On Sun, Feb 22, 2004 at 04:49:41PM +0100, Mikael Wahlberg wrote:
> Description:
>
> On heavy FTP Load (About 1Gbit/s) running both reads and writes on two
> ServeRAID6m Raid5 controllers merged together to one filesystem with
> Raidtools we see the error below.
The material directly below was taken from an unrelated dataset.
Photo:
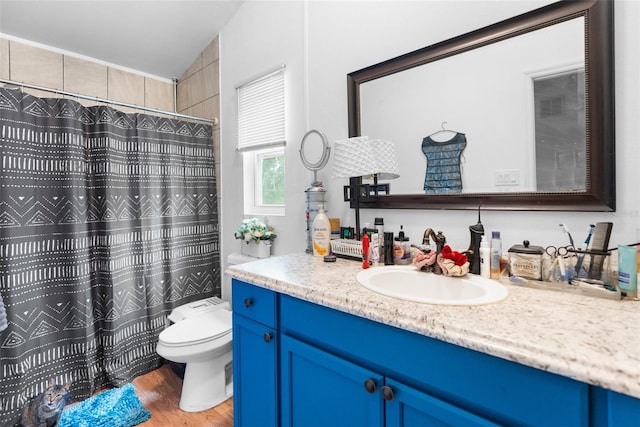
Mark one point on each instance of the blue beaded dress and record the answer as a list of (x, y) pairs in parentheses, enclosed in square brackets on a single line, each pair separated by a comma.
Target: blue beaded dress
[(443, 164)]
The filesystem gets totally hanged up.
> Currently with XFS, but JFS gets the same problem (Actually even more often).
What does the JFS oops look like?
> Feb 22 15:00:53 mserv1 kernel: [<c011e54a>] __wake_up_common+0x3a/0x60
> Feb 22 15:00:53 mserv1 kernel: [<c011e5af>] __wake_up+0x3f/0x70
This doesn't make a lot of sense, there's only two mrlocks in XFS, and
they're in the inodes that have well-defined and understood lifetime rules.
OTOH the previos oops might have messed quite a bit up in your system.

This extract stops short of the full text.